Successful end-of-task response

When a recognition task has finished without errors, the status resource returns a JSON object like this:

{
    "current": 100,
    "message": "completed",
    "result": {
        "header": {
            "conversionDateTime": "task end date and time",
            "customInfo": {
                "property 1 name": "property value",
                "property 2 name": "property value",
                ...
                "property n name": "property value",
            },
            "documentName": "document name",
            "errorPages": number of pages that were not analyzed,
            "totPages": total number of pages,
            "version": "engine version",
            "metadata": [
                metadata object 1,
                metadata object 2,
                ...
                metadata object n
            ]
        },
        "layout": [
            layout object 1,
            layout object 2,
            ...
            layout object n
        ],
        "words": [
            "page 1 words",
            "page 2 words",
            ...
            "page n words"
        ]
    },
    "state": "SUCCESS"
}

current is the percentage completion of the task.

message is the message indicating the phase of the task.

result is the object that contains the results, detailed below.

state is the status of the task.

The header object contains information about the whole document.

conversionDateTime
conversionDateTime is the date and time the detection task ended.

customInfo
The properties of the customInfo object correspond to the properties of the PDF document.
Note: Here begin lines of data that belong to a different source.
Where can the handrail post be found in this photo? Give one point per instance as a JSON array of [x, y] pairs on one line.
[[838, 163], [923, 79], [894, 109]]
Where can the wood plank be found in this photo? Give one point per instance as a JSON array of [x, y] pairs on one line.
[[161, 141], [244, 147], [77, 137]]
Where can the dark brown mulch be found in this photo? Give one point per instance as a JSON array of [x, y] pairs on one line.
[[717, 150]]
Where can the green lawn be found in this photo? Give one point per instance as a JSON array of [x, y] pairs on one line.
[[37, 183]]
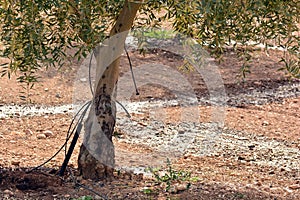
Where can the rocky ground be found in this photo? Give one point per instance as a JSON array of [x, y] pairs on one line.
[[253, 154]]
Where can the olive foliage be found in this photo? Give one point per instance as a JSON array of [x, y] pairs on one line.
[[37, 34]]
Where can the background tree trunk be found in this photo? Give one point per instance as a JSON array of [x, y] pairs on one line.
[[97, 158]]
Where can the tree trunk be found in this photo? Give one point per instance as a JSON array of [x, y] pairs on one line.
[[97, 158]]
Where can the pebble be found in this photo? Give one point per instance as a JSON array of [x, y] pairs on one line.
[[15, 163], [41, 136], [8, 192], [28, 132], [295, 187], [265, 123], [48, 133], [83, 79]]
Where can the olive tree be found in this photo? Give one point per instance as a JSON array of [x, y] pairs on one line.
[[36, 34]]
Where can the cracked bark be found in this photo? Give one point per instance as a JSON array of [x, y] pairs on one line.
[[97, 157]]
Most common properties are:

  • Author: author
  • CreationDate: creation date and time1
  • Creator: creator
  • ModDate: last modification date and time1
  • Producer: generator application

documentName
documentName is the document name.

errorPages
errorPages is the number of pages that could not be analyzed.

totPages
totPages is the total number of pages.

version
version is the version of the software module that performed the detection task.

metadata
metadata is an array of PDF metadata, for example:

"metadata": [{
        "bbox": [146, 207, 419, 228],
        "key": "txtPolicyNumber",
        "page": 3,
        "value": "PACUIC001101-07 "
    }, {
        "bbox": [39, 426, 417, 357],
        "key": "txtNamedInsuredAndAddress",
        "page": 3,
        "value": "SWEET FRUIT ASSOCIATION INC.\r\n7100 APRICOT WAY\r\nST. PETERSBURG, FL  33706 "
   }, {
        "bbox": [421, 356, 829, 438],
        "key": "AgencyNameAndAddress",
        "page": 3,
        "value": "StaySafe Insurance Services, Inc.\r\n2502 N Rodeo Drive\r\nTampa, FL  33607 "
    }, {
        "bbox": [144, 254, 283, 275],
        "key": "txtEffectiveDate",
        "page": 3,
        "value": "4/27/2022 "
    }
]

Metadata is optional data that the PDF editor can insert into pages. This data is not displayed on the page but is associated with visible elements.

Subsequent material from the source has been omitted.